Isn’t it difficult for men to be honest about what we think about these issues because, in the social media era, there’s this idea that if you say something in public—and make a mistake—it’s going to last forever? I think so. I mean, even The Coven—it’s sort of a weird idea that The Coven is doing a study about men. Some people might not like that. 

Would it be offensive to you if a man wrote a study about women in the workplace? Not if the methodology was strong. This is a large quantitative study, so this isn’t about my voice and what I think about this issue; this is about what 2,000 men told us, what they’re experiencing. So, I’m reporting the news—here’s what we heard from all of these men. And based on what I know how to do as a part of my work with The Coven, I can say, “Here are a few ideas about what we could do differently, because there are some concerning findings from this particular study.” 

But doesn’t the idea that identity should be the lens through which we view the world come from feminism?

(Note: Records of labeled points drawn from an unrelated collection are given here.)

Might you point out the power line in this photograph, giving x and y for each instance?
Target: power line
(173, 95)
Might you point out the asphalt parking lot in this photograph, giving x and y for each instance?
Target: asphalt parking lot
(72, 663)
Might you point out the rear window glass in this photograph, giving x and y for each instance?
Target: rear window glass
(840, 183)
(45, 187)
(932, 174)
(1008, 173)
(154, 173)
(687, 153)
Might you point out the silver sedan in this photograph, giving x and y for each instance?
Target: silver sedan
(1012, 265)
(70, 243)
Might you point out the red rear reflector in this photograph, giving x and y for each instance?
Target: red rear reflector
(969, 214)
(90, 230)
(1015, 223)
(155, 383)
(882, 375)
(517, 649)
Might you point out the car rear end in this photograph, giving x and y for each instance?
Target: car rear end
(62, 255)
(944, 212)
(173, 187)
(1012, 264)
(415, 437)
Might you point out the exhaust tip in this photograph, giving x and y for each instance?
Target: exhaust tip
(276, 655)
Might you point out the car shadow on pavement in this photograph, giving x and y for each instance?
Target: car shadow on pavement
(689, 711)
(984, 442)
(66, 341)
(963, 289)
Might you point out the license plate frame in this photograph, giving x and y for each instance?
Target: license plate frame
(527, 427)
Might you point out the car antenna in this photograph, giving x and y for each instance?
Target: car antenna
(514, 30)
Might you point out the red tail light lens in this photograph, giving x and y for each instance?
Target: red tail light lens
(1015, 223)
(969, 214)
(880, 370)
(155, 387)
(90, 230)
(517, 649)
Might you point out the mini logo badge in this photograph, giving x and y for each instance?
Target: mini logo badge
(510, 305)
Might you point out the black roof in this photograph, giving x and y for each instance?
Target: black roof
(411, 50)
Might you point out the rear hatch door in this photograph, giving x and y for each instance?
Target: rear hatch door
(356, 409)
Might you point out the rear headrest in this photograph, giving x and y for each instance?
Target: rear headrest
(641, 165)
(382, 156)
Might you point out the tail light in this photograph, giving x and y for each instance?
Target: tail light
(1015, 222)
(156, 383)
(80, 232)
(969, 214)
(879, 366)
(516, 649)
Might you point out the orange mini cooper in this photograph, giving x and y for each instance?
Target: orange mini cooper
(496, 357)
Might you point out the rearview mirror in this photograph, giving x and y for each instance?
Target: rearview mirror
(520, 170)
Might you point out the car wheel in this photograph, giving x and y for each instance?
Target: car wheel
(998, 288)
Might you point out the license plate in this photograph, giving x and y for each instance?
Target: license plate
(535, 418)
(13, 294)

The idea that the patriarchy is harmful to everybody, to men, to women, comes from feminism. Feminism helps everybody, or it should help everybody. So, I think you have to look at these ideas not as “Men are the patriarchy, so men are the problem” but rather “Men have been hurt by this too.” And you see that so clearly in these open-ended responses. And you think, Well, let’s get them into this circle, then, so we can all find our way to a different future together. 

This interview has been edited for length and clarity.